Summary
In Abbott v. People, 89 Colo. 121, 299 P. 1053 (1931), we declared in a statutory rape case that: "evidence of another similar offense against the prosecuting witness by the defendant, and antedating the statute of limitations, was reversible error, and, upon authorities, this case must be reversed."
Summary of this case from Adrian v. PeopleOpinion
No. 12,834.
Decided May 18, 1931.
Plaintiff in error was convicted of statutory rape.
Reversed.
1. CRIMINAL LAW — Rape — Evidence. In a prosecution for statutory rape, the admission, for any purpose, of evidence of another similar offense against the alleged victim by the defendant, and antedating the period fixed by the statute of limitations, is reversible error.
Error to the Juvenile Court of the City and County of Denver, Hon. Stanley H. Johnson, Judge.
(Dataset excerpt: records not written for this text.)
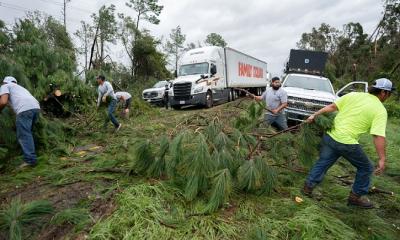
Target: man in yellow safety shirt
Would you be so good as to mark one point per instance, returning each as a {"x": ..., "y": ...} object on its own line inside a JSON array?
[{"x": 357, "y": 113}]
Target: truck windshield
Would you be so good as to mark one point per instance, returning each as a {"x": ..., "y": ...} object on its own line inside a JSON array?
[
  {"x": 160, "y": 84},
  {"x": 310, "y": 83},
  {"x": 192, "y": 69}
]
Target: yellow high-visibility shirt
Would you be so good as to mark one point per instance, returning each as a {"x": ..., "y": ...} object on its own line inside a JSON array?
[{"x": 358, "y": 113}]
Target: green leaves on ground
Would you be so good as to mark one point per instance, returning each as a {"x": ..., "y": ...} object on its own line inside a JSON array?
[{"x": 17, "y": 215}]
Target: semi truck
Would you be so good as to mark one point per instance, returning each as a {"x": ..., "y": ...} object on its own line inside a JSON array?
[
  {"x": 210, "y": 75},
  {"x": 307, "y": 88}
]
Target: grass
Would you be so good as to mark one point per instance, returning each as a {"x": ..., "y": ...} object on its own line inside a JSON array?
[
  {"x": 17, "y": 215},
  {"x": 147, "y": 209}
]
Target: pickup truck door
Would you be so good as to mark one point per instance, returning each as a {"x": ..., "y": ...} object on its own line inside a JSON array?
[{"x": 357, "y": 86}]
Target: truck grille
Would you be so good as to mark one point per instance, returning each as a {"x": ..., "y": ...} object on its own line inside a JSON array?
[
  {"x": 182, "y": 91},
  {"x": 308, "y": 105},
  {"x": 150, "y": 95}
]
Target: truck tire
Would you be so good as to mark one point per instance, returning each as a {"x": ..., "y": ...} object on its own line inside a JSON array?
[{"x": 209, "y": 100}]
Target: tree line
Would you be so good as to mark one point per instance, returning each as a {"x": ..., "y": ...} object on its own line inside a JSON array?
[{"x": 355, "y": 54}]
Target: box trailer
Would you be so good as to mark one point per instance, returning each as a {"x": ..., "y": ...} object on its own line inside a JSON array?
[{"x": 209, "y": 75}]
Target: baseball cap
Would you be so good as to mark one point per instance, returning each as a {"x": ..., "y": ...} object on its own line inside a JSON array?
[
  {"x": 384, "y": 84},
  {"x": 9, "y": 79}
]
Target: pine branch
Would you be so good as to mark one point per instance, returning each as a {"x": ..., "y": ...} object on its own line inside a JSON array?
[{"x": 222, "y": 189}]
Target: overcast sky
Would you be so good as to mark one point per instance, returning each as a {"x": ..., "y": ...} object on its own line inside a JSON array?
[{"x": 265, "y": 29}]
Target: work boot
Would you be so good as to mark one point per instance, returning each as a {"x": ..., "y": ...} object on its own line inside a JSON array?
[
  {"x": 359, "y": 201},
  {"x": 307, "y": 190}
]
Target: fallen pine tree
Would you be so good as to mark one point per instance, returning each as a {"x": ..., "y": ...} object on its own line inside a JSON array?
[{"x": 216, "y": 158}]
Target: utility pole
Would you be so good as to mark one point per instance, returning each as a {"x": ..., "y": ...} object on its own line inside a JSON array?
[{"x": 64, "y": 12}]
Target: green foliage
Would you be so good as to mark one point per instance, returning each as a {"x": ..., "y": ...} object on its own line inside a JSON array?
[
  {"x": 158, "y": 167},
  {"x": 75, "y": 216},
  {"x": 174, "y": 46},
  {"x": 221, "y": 191},
  {"x": 315, "y": 223},
  {"x": 148, "y": 10},
  {"x": 256, "y": 176},
  {"x": 250, "y": 119},
  {"x": 207, "y": 163},
  {"x": 393, "y": 108},
  {"x": 17, "y": 215},
  {"x": 309, "y": 138},
  {"x": 141, "y": 210},
  {"x": 197, "y": 169}
]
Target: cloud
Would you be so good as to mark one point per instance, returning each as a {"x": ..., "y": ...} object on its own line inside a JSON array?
[{"x": 265, "y": 29}]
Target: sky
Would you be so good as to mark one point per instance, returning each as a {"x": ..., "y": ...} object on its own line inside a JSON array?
[{"x": 265, "y": 29}]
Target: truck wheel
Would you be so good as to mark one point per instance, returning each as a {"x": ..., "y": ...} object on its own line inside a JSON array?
[{"x": 209, "y": 100}]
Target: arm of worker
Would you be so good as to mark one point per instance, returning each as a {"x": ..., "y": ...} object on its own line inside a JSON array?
[
  {"x": 280, "y": 108},
  {"x": 257, "y": 98},
  {"x": 327, "y": 109},
  {"x": 3, "y": 101},
  {"x": 260, "y": 98},
  {"x": 109, "y": 89},
  {"x": 380, "y": 143}
]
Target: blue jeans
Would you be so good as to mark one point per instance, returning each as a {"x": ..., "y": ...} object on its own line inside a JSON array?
[
  {"x": 330, "y": 151},
  {"x": 278, "y": 121},
  {"x": 24, "y": 124},
  {"x": 111, "y": 108}
]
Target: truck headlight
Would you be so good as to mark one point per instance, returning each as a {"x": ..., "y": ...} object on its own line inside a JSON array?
[{"x": 198, "y": 89}]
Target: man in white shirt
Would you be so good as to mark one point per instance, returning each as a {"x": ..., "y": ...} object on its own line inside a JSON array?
[
  {"x": 276, "y": 101},
  {"x": 105, "y": 90},
  {"x": 126, "y": 98},
  {"x": 27, "y": 109}
]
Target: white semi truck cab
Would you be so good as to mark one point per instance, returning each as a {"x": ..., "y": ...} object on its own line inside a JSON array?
[{"x": 210, "y": 75}]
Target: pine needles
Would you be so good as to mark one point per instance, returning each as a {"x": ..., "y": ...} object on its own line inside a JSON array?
[
  {"x": 209, "y": 163},
  {"x": 17, "y": 215}
]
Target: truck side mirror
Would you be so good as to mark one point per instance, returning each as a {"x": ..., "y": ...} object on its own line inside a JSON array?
[{"x": 213, "y": 69}]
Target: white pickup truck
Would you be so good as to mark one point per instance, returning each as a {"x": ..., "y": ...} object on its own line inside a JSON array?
[
  {"x": 155, "y": 94},
  {"x": 308, "y": 91}
]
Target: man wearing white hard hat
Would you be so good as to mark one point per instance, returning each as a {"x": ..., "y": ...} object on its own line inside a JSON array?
[
  {"x": 26, "y": 108},
  {"x": 357, "y": 113}
]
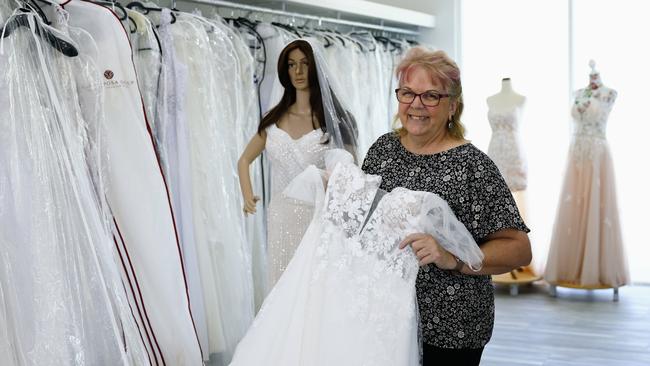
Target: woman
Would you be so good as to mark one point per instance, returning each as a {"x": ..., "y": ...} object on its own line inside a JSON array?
[
  {"x": 429, "y": 153},
  {"x": 295, "y": 134}
]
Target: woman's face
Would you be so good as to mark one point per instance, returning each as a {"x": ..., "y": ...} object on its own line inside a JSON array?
[
  {"x": 418, "y": 119},
  {"x": 298, "y": 69}
]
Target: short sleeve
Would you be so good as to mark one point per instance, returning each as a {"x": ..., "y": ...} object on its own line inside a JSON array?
[
  {"x": 492, "y": 207},
  {"x": 371, "y": 163}
]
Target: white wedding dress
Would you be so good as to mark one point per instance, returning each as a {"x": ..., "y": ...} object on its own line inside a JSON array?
[
  {"x": 287, "y": 218},
  {"x": 348, "y": 295}
]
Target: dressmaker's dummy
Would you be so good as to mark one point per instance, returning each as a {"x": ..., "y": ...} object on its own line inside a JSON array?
[{"x": 504, "y": 113}]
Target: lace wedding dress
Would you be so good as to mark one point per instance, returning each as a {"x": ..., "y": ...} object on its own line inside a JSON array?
[
  {"x": 505, "y": 147},
  {"x": 587, "y": 245},
  {"x": 348, "y": 295},
  {"x": 287, "y": 218}
]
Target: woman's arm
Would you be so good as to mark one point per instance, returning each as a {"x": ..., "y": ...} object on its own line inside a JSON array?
[
  {"x": 503, "y": 251},
  {"x": 252, "y": 151}
]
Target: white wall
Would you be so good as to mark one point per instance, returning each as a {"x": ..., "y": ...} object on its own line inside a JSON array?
[{"x": 446, "y": 34}]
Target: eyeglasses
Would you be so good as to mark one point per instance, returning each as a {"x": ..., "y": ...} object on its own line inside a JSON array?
[{"x": 429, "y": 98}]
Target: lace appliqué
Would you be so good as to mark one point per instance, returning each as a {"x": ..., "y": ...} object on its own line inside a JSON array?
[{"x": 590, "y": 112}]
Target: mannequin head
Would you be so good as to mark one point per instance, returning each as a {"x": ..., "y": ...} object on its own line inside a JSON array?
[
  {"x": 297, "y": 73},
  {"x": 422, "y": 70},
  {"x": 594, "y": 76}
]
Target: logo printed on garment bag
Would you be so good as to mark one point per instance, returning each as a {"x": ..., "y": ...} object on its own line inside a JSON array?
[{"x": 110, "y": 83}]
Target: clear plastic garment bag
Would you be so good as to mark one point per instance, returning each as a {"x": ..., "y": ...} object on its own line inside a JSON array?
[{"x": 61, "y": 298}]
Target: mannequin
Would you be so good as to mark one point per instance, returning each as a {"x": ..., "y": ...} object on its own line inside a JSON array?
[
  {"x": 292, "y": 134},
  {"x": 587, "y": 246},
  {"x": 504, "y": 111}
]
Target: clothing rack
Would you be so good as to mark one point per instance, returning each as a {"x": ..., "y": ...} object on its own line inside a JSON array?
[{"x": 318, "y": 19}]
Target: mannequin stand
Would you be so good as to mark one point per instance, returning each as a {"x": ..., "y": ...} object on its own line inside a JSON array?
[
  {"x": 553, "y": 288},
  {"x": 515, "y": 278},
  {"x": 523, "y": 275}
]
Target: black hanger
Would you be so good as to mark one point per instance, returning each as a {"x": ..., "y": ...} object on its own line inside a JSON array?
[
  {"x": 107, "y": 4},
  {"x": 136, "y": 5},
  {"x": 133, "y": 26},
  {"x": 287, "y": 27},
  {"x": 41, "y": 29}
]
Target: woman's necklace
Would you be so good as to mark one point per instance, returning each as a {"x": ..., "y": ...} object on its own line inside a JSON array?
[{"x": 300, "y": 113}]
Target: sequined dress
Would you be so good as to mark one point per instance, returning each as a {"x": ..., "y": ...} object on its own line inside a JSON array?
[
  {"x": 288, "y": 219},
  {"x": 587, "y": 247},
  {"x": 347, "y": 297},
  {"x": 505, "y": 147}
]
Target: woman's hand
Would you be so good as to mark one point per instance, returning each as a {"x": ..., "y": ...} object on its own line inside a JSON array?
[
  {"x": 428, "y": 251},
  {"x": 249, "y": 204}
]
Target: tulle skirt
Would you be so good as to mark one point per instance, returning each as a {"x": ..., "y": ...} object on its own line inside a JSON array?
[{"x": 586, "y": 246}]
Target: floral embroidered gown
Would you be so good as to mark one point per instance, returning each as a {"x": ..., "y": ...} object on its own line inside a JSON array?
[{"x": 586, "y": 246}]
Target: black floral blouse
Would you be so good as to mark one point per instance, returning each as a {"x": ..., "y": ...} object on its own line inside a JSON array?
[{"x": 456, "y": 310}]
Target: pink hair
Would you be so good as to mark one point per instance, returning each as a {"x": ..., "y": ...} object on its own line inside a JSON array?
[{"x": 442, "y": 68}]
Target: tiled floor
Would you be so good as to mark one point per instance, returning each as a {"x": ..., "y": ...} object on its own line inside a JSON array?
[{"x": 578, "y": 328}]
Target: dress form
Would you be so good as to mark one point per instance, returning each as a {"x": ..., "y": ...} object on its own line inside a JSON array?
[
  {"x": 505, "y": 108},
  {"x": 586, "y": 246}
]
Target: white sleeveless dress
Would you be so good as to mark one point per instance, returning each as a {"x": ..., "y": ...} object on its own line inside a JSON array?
[
  {"x": 505, "y": 147},
  {"x": 288, "y": 219},
  {"x": 348, "y": 295}
]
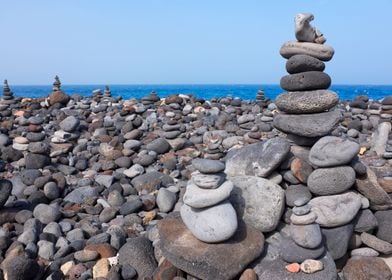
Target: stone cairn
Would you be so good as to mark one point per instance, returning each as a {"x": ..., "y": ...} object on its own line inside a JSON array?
[
  {"x": 107, "y": 92},
  {"x": 261, "y": 99},
  {"x": 323, "y": 206},
  {"x": 206, "y": 210},
  {"x": 58, "y": 96},
  {"x": 8, "y": 95}
]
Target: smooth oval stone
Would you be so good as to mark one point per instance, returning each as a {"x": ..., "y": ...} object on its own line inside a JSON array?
[
  {"x": 200, "y": 198},
  {"x": 291, "y": 252},
  {"x": 304, "y": 219},
  {"x": 307, "y": 102},
  {"x": 333, "y": 180},
  {"x": 208, "y": 181},
  {"x": 301, "y": 210},
  {"x": 319, "y": 51},
  {"x": 208, "y": 166},
  {"x": 213, "y": 224},
  {"x": 336, "y": 210},
  {"x": 311, "y": 80},
  {"x": 304, "y": 63},
  {"x": 307, "y": 236},
  {"x": 311, "y": 125},
  {"x": 333, "y": 151},
  {"x": 259, "y": 202}
]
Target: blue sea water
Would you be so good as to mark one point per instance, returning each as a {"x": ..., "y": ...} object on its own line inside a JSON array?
[{"x": 245, "y": 92}]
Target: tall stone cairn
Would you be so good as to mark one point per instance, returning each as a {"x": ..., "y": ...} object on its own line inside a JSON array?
[{"x": 328, "y": 204}]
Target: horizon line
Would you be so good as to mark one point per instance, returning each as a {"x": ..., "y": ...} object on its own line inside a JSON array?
[{"x": 189, "y": 84}]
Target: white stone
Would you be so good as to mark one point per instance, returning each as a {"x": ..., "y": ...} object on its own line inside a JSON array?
[{"x": 213, "y": 224}]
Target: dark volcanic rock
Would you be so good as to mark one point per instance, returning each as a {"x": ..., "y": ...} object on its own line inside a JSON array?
[
  {"x": 307, "y": 102},
  {"x": 304, "y": 63},
  {"x": 209, "y": 261},
  {"x": 305, "y": 81},
  {"x": 36, "y": 161},
  {"x": 258, "y": 159},
  {"x": 313, "y": 125},
  {"x": 366, "y": 268},
  {"x": 5, "y": 191},
  {"x": 151, "y": 181},
  {"x": 138, "y": 253}
]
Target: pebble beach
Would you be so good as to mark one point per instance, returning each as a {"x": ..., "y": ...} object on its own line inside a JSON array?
[{"x": 181, "y": 187}]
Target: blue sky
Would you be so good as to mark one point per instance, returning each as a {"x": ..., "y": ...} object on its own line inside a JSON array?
[{"x": 186, "y": 41}]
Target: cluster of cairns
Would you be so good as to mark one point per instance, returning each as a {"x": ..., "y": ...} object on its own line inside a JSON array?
[{"x": 98, "y": 187}]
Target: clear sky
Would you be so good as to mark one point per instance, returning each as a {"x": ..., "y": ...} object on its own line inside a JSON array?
[{"x": 186, "y": 41}]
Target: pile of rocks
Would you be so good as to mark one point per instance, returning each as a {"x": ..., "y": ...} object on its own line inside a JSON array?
[
  {"x": 206, "y": 211},
  {"x": 8, "y": 96},
  {"x": 261, "y": 99},
  {"x": 307, "y": 101}
]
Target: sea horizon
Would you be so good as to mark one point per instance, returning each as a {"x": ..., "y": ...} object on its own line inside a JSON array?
[{"x": 205, "y": 91}]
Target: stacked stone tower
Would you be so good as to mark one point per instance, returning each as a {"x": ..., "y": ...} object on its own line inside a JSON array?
[
  {"x": 8, "y": 95},
  {"x": 206, "y": 211},
  {"x": 327, "y": 205}
]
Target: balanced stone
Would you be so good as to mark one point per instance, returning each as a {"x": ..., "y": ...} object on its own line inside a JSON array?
[
  {"x": 322, "y": 52},
  {"x": 311, "y": 80},
  {"x": 336, "y": 210},
  {"x": 208, "y": 181},
  {"x": 307, "y": 102},
  {"x": 199, "y": 198},
  {"x": 333, "y": 151},
  {"x": 333, "y": 180},
  {"x": 259, "y": 159},
  {"x": 214, "y": 224},
  {"x": 208, "y": 166},
  {"x": 246, "y": 196},
  {"x": 304, "y": 63},
  {"x": 209, "y": 261},
  {"x": 305, "y": 32},
  {"x": 310, "y": 125}
]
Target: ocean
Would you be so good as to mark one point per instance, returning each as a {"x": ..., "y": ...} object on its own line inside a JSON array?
[{"x": 245, "y": 92}]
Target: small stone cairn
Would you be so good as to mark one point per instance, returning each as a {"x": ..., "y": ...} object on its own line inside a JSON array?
[
  {"x": 261, "y": 99},
  {"x": 8, "y": 95},
  {"x": 323, "y": 204},
  {"x": 206, "y": 210}
]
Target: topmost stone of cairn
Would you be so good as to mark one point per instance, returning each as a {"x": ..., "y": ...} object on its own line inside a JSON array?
[
  {"x": 56, "y": 84},
  {"x": 304, "y": 32}
]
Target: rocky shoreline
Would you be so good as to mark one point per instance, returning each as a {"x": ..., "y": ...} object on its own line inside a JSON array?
[
  {"x": 86, "y": 179},
  {"x": 184, "y": 188}
]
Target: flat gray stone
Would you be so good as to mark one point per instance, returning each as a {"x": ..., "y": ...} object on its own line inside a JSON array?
[
  {"x": 259, "y": 159},
  {"x": 336, "y": 210},
  {"x": 333, "y": 151},
  {"x": 208, "y": 181},
  {"x": 307, "y": 102},
  {"x": 200, "y": 198},
  {"x": 319, "y": 51},
  {"x": 303, "y": 63},
  {"x": 311, "y": 80},
  {"x": 291, "y": 252},
  {"x": 308, "y": 125},
  {"x": 333, "y": 180},
  {"x": 259, "y": 202}
]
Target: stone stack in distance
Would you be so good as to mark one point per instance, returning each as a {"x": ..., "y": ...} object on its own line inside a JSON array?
[
  {"x": 307, "y": 102},
  {"x": 206, "y": 211},
  {"x": 8, "y": 96}
]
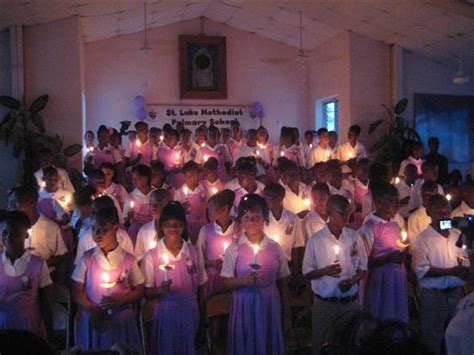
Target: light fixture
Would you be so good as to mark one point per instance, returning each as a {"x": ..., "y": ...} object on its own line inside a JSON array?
[
  {"x": 301, "y": 56},
  {"x": 146, "y": 46},
  {"x": 460, "y": 77}
]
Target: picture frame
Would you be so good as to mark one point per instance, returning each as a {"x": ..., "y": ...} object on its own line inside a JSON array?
[{"x": 202, "y": 67}]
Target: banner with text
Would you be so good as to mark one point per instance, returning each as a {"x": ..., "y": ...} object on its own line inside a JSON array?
[{"x": 194, "y": 116}]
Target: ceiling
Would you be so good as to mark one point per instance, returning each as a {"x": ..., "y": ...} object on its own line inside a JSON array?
[{"x": 427, "y": 27}]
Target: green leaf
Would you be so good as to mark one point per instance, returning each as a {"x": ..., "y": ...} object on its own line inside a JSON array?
[
  {"x": 38, "y": 121},
  {"x": 373, "y": 126},
  {"x": 72, "y": 150},
  {"x": 39, "y": 104},
  {"x": 400, "y": 106},
  {"x": 10, "y": 102}
]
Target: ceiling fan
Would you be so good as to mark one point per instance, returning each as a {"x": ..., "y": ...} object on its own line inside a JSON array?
[{"x": 460, "y": 77}]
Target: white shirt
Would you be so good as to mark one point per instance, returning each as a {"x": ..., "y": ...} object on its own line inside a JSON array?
[
  {"x": 113, "y": 260},
  {"x": 231, "y": 253},
  {"x": 313, "y": 223},
  {"x": 431, "y": 249},
  {"x": 320, "y": 253},
  {"x": 46, "y": 239},
  {"x": 462, "y": 210},
  {"x": 347, "y": 151},
  {"x": 286, "y": 231},
  {"x": 459, "y": 339},
  {"x": 148, "y": 266},
  {"x": 297, "y": 202},
  {"x": 147, "y": 238},
  {"x": 417, "y": 223},
  {"x": 318, "y": 154},
  {"x": 86, "y": 242},
  {"x": 64, "y": 181},
  {"x": 19, "y": 267}
]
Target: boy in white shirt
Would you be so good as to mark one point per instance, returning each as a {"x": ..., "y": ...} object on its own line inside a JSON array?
[
  {"x": 328, "y": 263},
  {"x": 441, "y": 271}
]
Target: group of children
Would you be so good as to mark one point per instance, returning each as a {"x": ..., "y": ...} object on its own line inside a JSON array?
[{"x": 177, "y": 221}]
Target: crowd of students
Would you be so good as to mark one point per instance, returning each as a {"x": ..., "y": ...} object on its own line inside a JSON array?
[{"x": 175, "y": 218}]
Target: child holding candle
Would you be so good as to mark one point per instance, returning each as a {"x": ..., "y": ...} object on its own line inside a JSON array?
[
  {"x": 24, "y": 279},
  {"x": 172, "y": 157},
  {"x": 107, "y": 284},
  {"x": 137, "y": 205},
  {"x": 436, "y": 262},
  {"x": 193, "y": 196},
  {"x": 211, "y": 182},
  {"x": 174, "y": 278},
  {"x": 255, "y": 325},
  {"x": 329, "y": 264},
  {"x": 213, "y": 149},
  {"x": 317, "y": 218},
  {"x": 147, "y": 237},
  {"x": 386, "y": 289}
]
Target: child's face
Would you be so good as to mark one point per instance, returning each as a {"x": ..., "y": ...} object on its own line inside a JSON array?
[
  {"x": 52, "y": 182},
  {"x": 103, "y": 233},
  {"x": 14, "y": 239},
  {"x": 139, "y": 181},
  {"x": 320, "y": 201},
  {"x": 191, "y": 178},
  {"x": 173, "y": 228},
  {"x": 109, "y": 175}
]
Mr. ISAAC MELLMAN, for plaintiff in error.
No appearance for the people.
JAMES B. Abbott, plaintiff in error, hereinafter referred to as defendant, was charged, tried, and convicted of statutory rape, and sentenced to a term in the penitentiary. He prosecutes this writ, relying upon several errors, only one of which merits consideration here.
The people elected to proceed upon the offense which was alleged to have been committed on October 12, 1930. During the course of the trial, the victim was permitted, over the objection of defendant, to testify to similar occurrences between herself and defendant, occurring more than three years prior to October 12, 1930.
In Bigcraft v. People, 30 Colo. 298, 303, 304, 70 P. 417, and Curtis v. People, 72 Colo. 350, 353, 211 P. 381, the rule announced in statutory rape cases was that, the admission, for any purpose, of evidence of another similar offense against the prosecuting witness by the defendant, and antedating the statute of limitations, was reversible error, and, upon these authorities, this case must be reversed.
Judgment reversed and cause remanded for a new trial.
MR. CHIEF JUSTICE ADAMS and MR. JUSTICE BUTLER dissent.
MR. JUSTICE HILLIARD not participating.